I know this is an OLD thread revived but I am helping a friend out on this bow and I set up a d-loop and pep and the serving is coming off of the d-loop part does anybody have the tuning chart or a link to it or a PDF? Thanks!


----------



## GWFH (Jan 22, 2006)

Still got mine

you can back limbs out but dont let the bottom of limb out higher than the pocket
the dl adjusts as you described
they didnt come with a cable rod (note the string track is offset from cable track a bit.....enough to let the shaft go by but feathers will contact cables). You can add one if you want.


----------



## blueglide1 (Jun 29, 2006)

The Black Bear was a big box bow from Bear designed for the Shopkos,and Wally Worlds of the day.A step down from the Pro Shop offerings.Yes you can adjust weight,and yes the draw length can be adjusted by the different slots in the wheel.It was my first bow waaay back,I harvested my first deer with it. Then moved up to the Whitetail ll.


----------



## lynnmc (May 4, 2012)

usually I go out 4 turns to be safe.


----------



## lynnmc (May 4, 2012)

usually I go out 4 turns to be safe.
I have one in the shop needing a string, any ideals on length?


----------



## michaelstone (Aug 3, 2014)

This is an older bow then?
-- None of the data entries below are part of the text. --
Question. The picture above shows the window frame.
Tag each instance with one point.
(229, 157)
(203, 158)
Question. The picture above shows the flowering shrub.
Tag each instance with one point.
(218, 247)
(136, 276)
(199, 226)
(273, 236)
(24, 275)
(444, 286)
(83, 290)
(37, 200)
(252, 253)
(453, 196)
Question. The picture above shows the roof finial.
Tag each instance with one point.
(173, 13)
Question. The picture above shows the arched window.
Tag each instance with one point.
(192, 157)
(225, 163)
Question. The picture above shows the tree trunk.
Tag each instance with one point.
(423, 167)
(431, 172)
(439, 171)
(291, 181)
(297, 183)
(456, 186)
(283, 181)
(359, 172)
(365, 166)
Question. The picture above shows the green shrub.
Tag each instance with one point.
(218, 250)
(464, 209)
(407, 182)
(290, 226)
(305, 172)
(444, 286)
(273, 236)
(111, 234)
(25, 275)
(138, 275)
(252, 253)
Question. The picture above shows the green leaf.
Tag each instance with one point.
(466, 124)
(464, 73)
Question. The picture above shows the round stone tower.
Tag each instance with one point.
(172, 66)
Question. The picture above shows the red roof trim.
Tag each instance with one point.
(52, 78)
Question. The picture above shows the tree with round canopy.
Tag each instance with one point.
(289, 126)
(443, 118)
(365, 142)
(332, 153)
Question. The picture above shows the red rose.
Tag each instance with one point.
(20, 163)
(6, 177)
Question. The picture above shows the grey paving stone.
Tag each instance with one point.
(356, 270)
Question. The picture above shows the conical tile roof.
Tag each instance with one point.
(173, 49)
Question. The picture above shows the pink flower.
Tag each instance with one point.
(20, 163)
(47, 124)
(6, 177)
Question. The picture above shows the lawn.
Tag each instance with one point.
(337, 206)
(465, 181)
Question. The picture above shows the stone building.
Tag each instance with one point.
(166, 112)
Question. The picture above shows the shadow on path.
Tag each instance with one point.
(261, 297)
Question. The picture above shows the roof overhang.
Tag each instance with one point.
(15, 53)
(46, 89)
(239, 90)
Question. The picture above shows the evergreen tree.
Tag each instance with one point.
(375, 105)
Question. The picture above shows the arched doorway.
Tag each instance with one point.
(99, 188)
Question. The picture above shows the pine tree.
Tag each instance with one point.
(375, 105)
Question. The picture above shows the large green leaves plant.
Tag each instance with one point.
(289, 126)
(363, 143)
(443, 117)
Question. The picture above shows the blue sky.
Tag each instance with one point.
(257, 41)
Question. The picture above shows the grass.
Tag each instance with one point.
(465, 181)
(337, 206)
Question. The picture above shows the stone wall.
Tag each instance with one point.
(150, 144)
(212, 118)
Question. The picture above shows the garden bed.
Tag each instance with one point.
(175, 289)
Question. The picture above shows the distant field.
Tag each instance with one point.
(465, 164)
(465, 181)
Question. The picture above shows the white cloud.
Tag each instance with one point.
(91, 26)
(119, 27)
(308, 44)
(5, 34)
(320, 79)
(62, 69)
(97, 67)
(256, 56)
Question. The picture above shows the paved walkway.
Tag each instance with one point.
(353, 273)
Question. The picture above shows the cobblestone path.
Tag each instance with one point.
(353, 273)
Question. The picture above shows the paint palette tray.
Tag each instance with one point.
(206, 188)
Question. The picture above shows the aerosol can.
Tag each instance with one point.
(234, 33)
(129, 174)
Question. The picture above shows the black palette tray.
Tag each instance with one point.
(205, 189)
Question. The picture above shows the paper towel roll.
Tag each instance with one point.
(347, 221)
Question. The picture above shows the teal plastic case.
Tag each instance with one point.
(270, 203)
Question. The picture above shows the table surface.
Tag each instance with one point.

Friends got one for $150 with a hard case. 45-65# I believe they said.


----------



## Eaz8 (Sep 8, 2016)

bumping a old thread...anyone ever get the pdf on this bow??


----------



## Zephyrus (Sep 21, 2020)

michaelstone said:


> This is an older bow then? Friends got one for $150 with a hard case. 45-65# I believe they said.


It was $80 brand new!!!


----------



## Camacho (Oct 17, 2021)

Very Old thread, but I emailed Bear and they sent me the attached .pdf’s. Hope they come through, as I’ve never posted a .pdf on here. 

I just found one of these on CL and think I’m gonna get it for $40.

I may Warf it (if I can find plates) or make it a retro compound shooter. Haven’t decided yet. . .


----------



## Dale_B1 (Jan 31, 2004)

Camacho said:


> Very Old thread, but I emailed Bear and they sent me the attached .pdf’s. Hope they come through, as I’ve never posted a .pdf on here.
> 
> I just found one of these on CL and think I’m gonna get it for $40.
> 
> I may Warf it (if I can find plates) or make it a retro compound shooter. Haven’t decided yet. . .


$40 is way too much for it. Bow is worth maybe $15 tops, maybe.


----------



## Camacho (Oct 17, 2021)

You forgot to account for inflation. This isn’t 2020 anymore. 

But seriously these sell for higher than that amongst the WARF community. Riser only.

You may be right if you are strictly looking at it as a compound bow. Maybe no compound shooters want them.

The vintage compound thing does seem to be getting some traction though. . . Looks fun.


----------